Dealing with stimulation artefacts

Sometimes, because of external stimulation, you may end up having some artefacts on top of your recordings. For example, in case of optogenetic stimulation, shinning light next to your recording electrode is likely to contaminate the recording. The code has a built-in mechanism to deal with those artefacts, in the triggers section of the parameter file. In a nutshell, the code will, from a list of stimulation times, compute the average artefact, and substract it automatically to the signal during the filtering procedure.

Specifying the stimulation times

In a first text file, you must specify all the times of your artefacts, identified by a given identifier. For example, imagine you have 2 different stimulation protocols, each one inducing a different artefact. The text file will look like:

0 500
1 1000
0 1500
1 2000
...

This means that stim 0 is displayed at 500ms, then stim 1 at 1000ms, and so on. All times in the text file are in ms, and you must use one line per time.

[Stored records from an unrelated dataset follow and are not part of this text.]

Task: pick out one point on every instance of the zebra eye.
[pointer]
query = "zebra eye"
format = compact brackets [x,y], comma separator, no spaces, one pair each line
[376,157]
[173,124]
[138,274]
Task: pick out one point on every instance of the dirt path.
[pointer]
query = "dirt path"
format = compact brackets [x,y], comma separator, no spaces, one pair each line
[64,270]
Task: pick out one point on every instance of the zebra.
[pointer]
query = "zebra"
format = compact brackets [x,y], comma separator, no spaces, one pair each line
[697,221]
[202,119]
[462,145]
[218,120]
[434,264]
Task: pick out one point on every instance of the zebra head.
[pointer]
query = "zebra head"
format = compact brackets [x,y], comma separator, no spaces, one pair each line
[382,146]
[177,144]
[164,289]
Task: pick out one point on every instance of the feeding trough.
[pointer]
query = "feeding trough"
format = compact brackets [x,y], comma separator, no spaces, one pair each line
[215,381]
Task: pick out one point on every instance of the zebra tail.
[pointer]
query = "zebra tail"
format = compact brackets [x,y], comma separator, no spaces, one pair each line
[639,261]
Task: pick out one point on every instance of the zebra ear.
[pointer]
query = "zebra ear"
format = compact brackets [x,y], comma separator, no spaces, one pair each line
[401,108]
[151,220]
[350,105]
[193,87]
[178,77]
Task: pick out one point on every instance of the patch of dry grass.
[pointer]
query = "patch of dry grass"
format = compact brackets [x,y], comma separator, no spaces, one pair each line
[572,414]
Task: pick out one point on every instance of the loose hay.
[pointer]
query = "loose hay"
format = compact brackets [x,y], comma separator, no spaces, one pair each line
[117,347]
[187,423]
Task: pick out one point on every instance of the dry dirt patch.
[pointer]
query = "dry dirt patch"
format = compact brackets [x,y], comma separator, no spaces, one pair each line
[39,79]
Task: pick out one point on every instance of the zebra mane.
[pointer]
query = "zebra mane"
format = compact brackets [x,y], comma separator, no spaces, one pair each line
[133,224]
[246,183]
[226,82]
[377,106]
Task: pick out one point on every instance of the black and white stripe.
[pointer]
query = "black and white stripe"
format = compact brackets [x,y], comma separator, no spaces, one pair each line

Specifying the time windows

In a second text file, you must tell the algorithm what is the time window you want to consider for a given artefact. Using the same example, and assuming that stim 0 produces an artefact of 100ms, while stim 1 produces a longer artefact of 500ms, the file should look like:

0 100
1 500

How to use it

Once those two files have been created, you should provide them in the [triggers] section of the code (see here). Note that by default, the code will produce one plot by artefact, showing its temporal time course on all channels, during the imposed time window. This is what is substracted, at all the given times for this unique stimulation artefact.

../_images/artefact_0.png

Example of a stimulation artefact on a 252 MEA, substracted during the filtering part of the algorithm.

Note

If, for some reasons, you want to relaunch this step (too small time windows, not enough artefacts, ...) you will need to copy again the raw data before relaunching the filtering. This is because remember that the raw data are always filtered on-site.